Kentucky aims to close its health insurance exchange

Kentucky insurance exchange health insurers

Governor Matt Bevin intends to shut down the Kentucky health insurance exchange

Kentucky lawmakers are beginning to move forward with plans to close the state’s health insurance exchange. In late December of 2015, Governor Matt Bevin sent a letter to federal officials informing them of the plan. The governor noted that the exchange will no longer be operational “as soon as is practicable.” According to federal law, this will be a year-long process, at least, and will not have an impact on the health insurance policies that were sold through the exchange for 2016.

Many consumers have found coverage through the state’s exchange

Kentucky is one of only 14 states that has chosen to operate its own health insurance exchange.
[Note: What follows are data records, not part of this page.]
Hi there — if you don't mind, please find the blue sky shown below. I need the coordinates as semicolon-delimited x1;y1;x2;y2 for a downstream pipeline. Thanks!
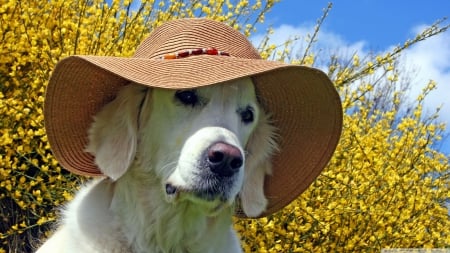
251;0;450;155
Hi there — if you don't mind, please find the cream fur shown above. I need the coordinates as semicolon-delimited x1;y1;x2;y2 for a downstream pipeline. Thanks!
37;79;276;253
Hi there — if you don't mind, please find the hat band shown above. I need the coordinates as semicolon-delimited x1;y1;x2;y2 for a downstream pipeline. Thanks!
160;47;230;60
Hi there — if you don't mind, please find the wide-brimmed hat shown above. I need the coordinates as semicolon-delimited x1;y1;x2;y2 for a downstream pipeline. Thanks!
44;19;342;215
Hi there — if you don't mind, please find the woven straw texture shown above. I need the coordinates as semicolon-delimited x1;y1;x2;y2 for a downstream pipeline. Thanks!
44;19;342;216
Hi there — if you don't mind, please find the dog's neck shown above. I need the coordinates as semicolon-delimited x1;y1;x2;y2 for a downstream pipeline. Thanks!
110;169;237;252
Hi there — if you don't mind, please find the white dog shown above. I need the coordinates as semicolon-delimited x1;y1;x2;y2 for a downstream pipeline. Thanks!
37;78;277;253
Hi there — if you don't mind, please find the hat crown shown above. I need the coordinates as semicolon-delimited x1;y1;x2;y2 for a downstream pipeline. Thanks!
134;18;261;59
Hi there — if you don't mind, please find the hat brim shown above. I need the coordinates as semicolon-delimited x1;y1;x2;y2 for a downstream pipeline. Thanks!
44;55;342;217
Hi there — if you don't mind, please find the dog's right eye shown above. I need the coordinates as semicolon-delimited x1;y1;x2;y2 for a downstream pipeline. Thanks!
175;90;199;107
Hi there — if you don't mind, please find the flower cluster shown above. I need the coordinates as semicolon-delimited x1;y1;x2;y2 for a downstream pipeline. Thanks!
235;15;450;252
0;0;276;252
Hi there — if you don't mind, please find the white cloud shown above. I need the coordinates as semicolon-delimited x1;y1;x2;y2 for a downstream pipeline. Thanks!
251;25;450;153
402;26;450;122
250;24;366;64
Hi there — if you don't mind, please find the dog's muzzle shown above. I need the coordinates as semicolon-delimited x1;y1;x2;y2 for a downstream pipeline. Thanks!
205;142;243;177
165;128;245;205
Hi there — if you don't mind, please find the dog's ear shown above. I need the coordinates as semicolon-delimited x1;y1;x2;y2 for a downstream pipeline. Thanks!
86;84;149;180
239;113;278;217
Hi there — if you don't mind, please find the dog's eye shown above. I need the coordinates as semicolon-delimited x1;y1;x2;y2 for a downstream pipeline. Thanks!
238;106;254;124
175;90;199;107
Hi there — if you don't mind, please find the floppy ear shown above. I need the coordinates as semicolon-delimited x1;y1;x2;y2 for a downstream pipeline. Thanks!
86;85;149;180
240;113;278;217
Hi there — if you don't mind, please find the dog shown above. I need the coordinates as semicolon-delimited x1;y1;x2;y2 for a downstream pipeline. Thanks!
37;77;278;253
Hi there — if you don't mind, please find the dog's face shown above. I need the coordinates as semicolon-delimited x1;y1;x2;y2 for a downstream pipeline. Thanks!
149;79;260;208
88;78;275;216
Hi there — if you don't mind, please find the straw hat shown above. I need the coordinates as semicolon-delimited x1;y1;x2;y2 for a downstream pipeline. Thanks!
44;19;342;216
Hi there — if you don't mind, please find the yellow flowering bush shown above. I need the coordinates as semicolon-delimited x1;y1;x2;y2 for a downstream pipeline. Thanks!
0;0;450;252
0;0;276;252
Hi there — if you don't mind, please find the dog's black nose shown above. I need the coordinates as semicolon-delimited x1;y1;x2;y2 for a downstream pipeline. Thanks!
207;142;244;177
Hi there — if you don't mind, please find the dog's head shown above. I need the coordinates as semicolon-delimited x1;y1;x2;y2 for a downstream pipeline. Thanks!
87;78;276;217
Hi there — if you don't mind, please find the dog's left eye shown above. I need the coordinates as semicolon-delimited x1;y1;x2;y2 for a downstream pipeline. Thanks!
238;106;254;124
175;90;199;107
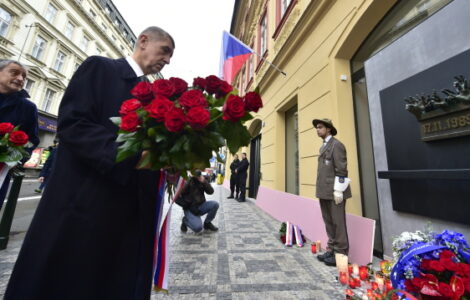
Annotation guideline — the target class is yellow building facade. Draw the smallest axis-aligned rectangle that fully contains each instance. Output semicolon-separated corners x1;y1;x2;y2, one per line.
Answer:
226;0;467;254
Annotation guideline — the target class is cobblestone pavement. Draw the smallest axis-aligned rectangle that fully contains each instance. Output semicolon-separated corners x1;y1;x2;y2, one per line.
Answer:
0;186;344;300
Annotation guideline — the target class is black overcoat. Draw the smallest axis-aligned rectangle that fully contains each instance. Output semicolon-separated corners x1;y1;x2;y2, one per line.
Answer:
0;90;39;208
5;56;159;300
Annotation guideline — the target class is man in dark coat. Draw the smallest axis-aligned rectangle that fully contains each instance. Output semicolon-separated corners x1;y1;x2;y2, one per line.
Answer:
4;27;175;300
227;154;240;199
312;119;351;266
181;170;219;233
34;140;59;194
0;59;39;209
235;153;250;202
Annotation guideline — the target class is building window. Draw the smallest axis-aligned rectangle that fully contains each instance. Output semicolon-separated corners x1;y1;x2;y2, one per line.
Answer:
24;78;34;95
44;3;57;23
0;7;12;37
31;35;47;59
281;0;292;18
80;35;90;52
64;22;75;40
41;89;55;112
259;14;268;55
53;51;66;72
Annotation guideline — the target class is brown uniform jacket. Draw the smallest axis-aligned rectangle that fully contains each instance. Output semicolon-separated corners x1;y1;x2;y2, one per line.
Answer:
316;137;351;200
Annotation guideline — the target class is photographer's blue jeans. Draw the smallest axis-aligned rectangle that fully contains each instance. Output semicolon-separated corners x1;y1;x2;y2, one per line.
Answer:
183;201;219;232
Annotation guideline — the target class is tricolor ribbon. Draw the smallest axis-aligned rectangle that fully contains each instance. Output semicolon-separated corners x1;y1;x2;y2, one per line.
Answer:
153;172;185;293
286;222;293;247
294;225;304;247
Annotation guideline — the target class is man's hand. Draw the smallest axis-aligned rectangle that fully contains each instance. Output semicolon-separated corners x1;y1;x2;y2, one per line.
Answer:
333;191;343;205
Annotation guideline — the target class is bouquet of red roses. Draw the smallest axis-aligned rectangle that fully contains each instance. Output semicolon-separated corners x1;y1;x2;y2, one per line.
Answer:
111;75;263;177
0;122;31;163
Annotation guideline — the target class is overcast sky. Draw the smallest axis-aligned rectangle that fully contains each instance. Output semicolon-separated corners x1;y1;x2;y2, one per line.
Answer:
113;0;234;84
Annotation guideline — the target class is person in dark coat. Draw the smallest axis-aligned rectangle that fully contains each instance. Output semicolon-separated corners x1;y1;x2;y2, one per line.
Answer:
0;59;39;209
34;140;58;194
235;153;250;202
181;170;219;233
227;154;240;199
4;27;175;300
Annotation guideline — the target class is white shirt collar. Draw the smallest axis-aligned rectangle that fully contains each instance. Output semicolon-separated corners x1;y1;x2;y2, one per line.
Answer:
126;56;145;77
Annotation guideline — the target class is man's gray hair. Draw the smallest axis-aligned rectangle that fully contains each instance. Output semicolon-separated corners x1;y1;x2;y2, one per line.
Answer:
139;26;175;48
0;59;28;71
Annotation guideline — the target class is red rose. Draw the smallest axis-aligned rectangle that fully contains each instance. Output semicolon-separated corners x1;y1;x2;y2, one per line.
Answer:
437;282;454;297
9;130;29;146
119;99;142;116
215;80;233;98
145;96;175;122
179;90;207;108
245;92;263;112
186;106;211;129
121;112;140;132
165;107;186;132
131;81;153;105
206;75;222;94
193;77;206;90
152;79;175;98
0;122;15;134
439;250;455;259
222;95;245;122
169;77;188;95
429;260;446;272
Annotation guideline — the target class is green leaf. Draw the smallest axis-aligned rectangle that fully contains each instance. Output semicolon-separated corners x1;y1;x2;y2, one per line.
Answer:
109;117;121;127
116;132;136;143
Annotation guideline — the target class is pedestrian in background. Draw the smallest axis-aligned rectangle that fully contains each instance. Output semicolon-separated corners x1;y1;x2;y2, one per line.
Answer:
0;59;39;209
34;140;59;194
227;154;240;199
235;153;250;202
312;119;351;266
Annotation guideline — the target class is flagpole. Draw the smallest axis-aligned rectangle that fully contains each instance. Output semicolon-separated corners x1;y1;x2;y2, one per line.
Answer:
225;31;287;76
253;51;287;76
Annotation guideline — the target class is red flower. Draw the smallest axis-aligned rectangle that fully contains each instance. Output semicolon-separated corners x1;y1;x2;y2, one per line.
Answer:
449;276;465;299
0;122;15;134
169;77;188;96
121;112;140;132
215;80;233;98
165;107;186;132
206;75;222;94
152;79;175;98
179;90;207;109
9;130;29;146
131;81;153;105
186;106;211;129
119;99;142;116
437;282;454;297
429;260;446;272
222;95;245;122
145;96;175;122
193;77;207;90
439;250;455;259
245;92;263;112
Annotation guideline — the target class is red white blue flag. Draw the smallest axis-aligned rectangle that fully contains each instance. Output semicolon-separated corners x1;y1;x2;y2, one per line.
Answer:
153;172;186;293
220;31;253;84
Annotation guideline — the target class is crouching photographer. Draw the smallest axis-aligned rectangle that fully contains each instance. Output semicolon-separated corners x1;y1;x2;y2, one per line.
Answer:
176;170;219;233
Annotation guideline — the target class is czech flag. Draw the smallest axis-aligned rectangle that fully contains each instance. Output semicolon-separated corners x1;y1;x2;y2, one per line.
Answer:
220;31;253;84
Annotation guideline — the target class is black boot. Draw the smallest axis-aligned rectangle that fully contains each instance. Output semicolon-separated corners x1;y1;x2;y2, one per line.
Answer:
204;222;219;231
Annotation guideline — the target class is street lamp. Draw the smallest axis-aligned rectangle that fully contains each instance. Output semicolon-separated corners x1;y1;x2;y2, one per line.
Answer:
18;23;38;61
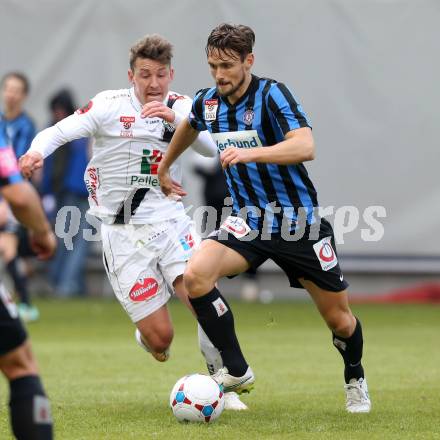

Some 100,000 people have used the exchange to find the coverage that they need, with the majority taking advantage of subsidies provided by the federal government. The exchange has been responsible for a significant decrease in the state’s uninsured population, ensuring that consumers have the necessary coverage.

Exchange may not be generating the revenue it needs to continue operating effectively

Kentucky health insuranceGovernor Bevin believes that the state’s health insurance exchange is not able to meet its financial obligations due to falling enrollment numbers. The exchange is funded by a 1% tax that is imposed on all health insurance policies that are sold in the state. Through this tax, the exchange is expected to generate only $4 million of the $27 million in needs to operate every year. Many of the consumers paying the 1% tax to support the exchange are not actually using its services, which makes the exchange a relatively costly burden for Kentucky residents.

Closure of the health insurance exchange may restrict access to coverage

Some believe that putting the state’s health insurance exchange to rest may not be a good idea. Jason Bailey, executive director of the Kentucky Center for Economic Policy, suggests that closing the exchange would be a “step backward on access to health care.” The state’s Medicaid program has been expanded, however, and it may be able to handle the needs of consumers looking for coverage in 2017.